Galaxy morphology changes once you go to a different color. You are more sensitive to different stellar populations. Blue filters pick up young, massive stars for preference and redder filters the older population of galaxies, one is more sensitive to star-formation, and the other overall stellar mass (something the S4G survey used to great effect).
This brings me to the narrow-band magic. Narrow filters are only sensitive to a short wavelength range. But if an emission line happens to lie in that range, the contrast for those images will be fantastic.
This is the idea behind the Merian Survey and what this week’s paper is all about:
A Nonparametric Morphological Analysis of Hα Emission in Bright Dwarfs Using the Merian Survey
Mintz+
[astroph]
The two filters used, each capturing either Halpha or Hbeta+OII. So instead of a morphology estimate that is dominated by stellar populations, the morphology of your images is almost exclusive the emission line. These emission lines, especially Halpha, is powered by new star-formation. So this survey maps new star-formation in nearby galaxies and where it occurs. They combine their observations with a local estimate of the stellar continuum from z-band.
This allows for a clean segmentation of the image. The issue with Halpha imaging is often that it is very fractured. Individual HII regions are not inter-connected. So it is hard to define the part of the image over which to compute…drumroll please…morphometrics!

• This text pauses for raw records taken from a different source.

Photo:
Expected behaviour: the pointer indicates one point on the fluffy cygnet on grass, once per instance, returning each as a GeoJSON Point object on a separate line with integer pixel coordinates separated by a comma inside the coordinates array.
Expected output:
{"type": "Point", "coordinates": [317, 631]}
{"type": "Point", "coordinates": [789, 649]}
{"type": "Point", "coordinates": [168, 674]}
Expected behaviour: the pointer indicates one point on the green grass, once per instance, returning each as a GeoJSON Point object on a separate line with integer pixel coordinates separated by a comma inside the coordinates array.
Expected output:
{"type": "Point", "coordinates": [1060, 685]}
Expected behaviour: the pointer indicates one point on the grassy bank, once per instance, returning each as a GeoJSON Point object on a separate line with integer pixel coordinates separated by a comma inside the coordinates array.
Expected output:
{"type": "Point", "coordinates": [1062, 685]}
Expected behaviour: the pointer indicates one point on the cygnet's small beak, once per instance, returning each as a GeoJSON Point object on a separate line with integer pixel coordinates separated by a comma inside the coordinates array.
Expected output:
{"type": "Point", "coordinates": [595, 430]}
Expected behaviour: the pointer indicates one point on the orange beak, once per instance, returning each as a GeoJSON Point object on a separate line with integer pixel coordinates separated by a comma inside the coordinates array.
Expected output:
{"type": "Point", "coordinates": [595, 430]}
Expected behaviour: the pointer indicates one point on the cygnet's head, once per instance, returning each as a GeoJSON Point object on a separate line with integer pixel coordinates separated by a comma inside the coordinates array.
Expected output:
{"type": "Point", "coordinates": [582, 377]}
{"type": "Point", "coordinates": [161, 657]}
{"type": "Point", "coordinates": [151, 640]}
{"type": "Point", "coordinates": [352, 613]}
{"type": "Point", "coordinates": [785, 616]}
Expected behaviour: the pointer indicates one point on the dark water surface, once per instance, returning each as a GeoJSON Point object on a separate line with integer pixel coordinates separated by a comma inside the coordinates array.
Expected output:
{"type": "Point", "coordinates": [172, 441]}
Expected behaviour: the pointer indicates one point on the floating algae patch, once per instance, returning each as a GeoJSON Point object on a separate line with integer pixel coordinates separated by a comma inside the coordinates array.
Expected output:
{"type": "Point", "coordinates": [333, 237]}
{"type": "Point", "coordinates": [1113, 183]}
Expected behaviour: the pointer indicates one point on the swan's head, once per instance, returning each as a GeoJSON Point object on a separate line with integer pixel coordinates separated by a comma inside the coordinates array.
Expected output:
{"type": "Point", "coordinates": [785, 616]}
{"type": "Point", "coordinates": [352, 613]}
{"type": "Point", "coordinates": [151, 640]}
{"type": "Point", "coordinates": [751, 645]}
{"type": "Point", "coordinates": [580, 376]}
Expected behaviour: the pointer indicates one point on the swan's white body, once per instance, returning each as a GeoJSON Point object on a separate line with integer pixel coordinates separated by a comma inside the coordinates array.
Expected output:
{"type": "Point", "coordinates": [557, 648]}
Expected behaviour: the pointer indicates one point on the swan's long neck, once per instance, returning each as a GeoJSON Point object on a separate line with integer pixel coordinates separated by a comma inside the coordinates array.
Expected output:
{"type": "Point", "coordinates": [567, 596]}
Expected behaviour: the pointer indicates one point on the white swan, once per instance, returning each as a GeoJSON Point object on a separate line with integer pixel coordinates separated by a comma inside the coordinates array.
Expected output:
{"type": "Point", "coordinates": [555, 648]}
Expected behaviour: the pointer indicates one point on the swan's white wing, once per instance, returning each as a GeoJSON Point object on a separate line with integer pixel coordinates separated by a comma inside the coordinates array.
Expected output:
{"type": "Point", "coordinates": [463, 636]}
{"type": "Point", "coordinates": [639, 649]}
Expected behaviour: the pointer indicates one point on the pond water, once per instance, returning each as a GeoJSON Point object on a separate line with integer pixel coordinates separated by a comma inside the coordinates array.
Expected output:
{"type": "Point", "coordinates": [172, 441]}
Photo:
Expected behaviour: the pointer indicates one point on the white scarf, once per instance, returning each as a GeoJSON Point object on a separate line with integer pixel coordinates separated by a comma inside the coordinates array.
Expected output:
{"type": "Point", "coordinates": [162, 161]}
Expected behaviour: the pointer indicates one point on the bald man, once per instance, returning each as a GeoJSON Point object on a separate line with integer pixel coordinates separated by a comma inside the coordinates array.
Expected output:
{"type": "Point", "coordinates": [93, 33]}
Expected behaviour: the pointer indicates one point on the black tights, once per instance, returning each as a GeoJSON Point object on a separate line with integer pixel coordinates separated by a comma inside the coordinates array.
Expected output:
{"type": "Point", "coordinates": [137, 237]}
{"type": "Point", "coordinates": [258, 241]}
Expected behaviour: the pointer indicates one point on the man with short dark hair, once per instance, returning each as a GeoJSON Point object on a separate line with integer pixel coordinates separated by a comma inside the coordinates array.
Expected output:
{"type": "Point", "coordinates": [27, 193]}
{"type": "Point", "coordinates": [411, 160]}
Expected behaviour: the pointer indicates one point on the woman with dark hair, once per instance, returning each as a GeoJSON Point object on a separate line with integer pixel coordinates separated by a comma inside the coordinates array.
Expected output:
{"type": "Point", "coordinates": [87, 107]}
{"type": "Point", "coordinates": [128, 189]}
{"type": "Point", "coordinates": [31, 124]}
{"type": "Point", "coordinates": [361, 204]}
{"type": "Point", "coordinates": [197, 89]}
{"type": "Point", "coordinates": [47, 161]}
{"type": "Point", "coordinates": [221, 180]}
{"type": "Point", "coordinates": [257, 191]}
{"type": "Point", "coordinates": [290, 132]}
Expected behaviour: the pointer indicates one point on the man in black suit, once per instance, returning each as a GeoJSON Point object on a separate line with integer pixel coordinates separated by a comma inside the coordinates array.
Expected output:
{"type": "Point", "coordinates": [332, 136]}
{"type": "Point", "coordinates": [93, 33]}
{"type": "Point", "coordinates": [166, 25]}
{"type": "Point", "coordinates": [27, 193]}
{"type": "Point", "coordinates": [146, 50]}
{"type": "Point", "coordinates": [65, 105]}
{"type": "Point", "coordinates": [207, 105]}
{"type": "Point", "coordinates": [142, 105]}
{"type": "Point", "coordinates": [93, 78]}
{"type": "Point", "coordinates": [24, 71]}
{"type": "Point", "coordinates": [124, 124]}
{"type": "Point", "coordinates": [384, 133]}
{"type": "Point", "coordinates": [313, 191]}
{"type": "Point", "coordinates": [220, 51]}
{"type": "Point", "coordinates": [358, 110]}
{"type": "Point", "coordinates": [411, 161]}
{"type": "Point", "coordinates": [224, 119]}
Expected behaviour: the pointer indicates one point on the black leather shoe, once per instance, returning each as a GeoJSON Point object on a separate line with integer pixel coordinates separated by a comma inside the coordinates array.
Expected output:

One can then start exploring the HII morphology space and its dependence on inferred galaxy properties; stellar mass and overall star-formation rate or combine these into specific star-formation rate (SSFR).
This is the Gini-M20 space that Lotz+ has used to identify disks, spheroids and interacting galaxies. The divisions look to be very different in Halpha morphology though!
The potential weakness is that the view of Halpha is skewed by dust. The authors address this and correct for this some. But to correct the morphology completely for that, commensurate hot dust (e.g. 20 micron imaging) would be necessary. Peter Kamphuis used something like that on…you guessed it NGC 891.
The correlations with SSFR is a first good exploration. I am curious to see what the survey team is going to be working on next!